Adversarial Robustness

Building AI systems that are robust to adversarial attacks and distribution shifts.

Overview

Modern vision-language models achieve remarkable performance on standard benchmarks, but remain vulnerable to adversarial perturbations and distribution shifts. My research develops provably-guaranteed detection methods and robust training procedures.


Current Projects

KoALA: KL-L0 Adversarial Detector via Label Agreement

Status: Under review at ICLR 2026 arXiv
Key insight: Combining KL divergence with L0-based label agreement enables formal detection guarantees.

What we did:

  • Designed a dual-head detector that flags inputs when prediction heads disagree
  • Established formal detection guarantees with rigorous mathematical proofs
  • Validated on ResNet-18 and CLIP (ViT-B/32) across standard adversarial benchmarks

Why it matters: Most adversarial detection methods lack formal guarantees — they work empirically but can be bypassed by adaptive attacks.
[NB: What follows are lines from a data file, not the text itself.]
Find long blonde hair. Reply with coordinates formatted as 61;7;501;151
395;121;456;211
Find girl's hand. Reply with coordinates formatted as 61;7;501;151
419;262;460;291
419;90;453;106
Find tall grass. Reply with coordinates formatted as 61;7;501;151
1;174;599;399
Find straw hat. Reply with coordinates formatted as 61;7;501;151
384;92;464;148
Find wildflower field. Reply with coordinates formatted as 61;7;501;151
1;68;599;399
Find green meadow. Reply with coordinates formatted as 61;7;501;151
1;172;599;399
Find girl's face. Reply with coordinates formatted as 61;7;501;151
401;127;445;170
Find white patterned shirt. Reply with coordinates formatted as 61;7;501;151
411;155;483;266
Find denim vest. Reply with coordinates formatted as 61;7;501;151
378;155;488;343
KoALA provides provable bounds on detection performance.


Research Questions I’m Exploring

  1. Certified robustness for VLMs — Can we extend randomized smoothing to vision-language models?
  2. Distribution shift detection — How do we distinguish adversarial inputs from natural distribution shifts?
  3. Robust fine-tuning — Does adversarial training transfer across modalities?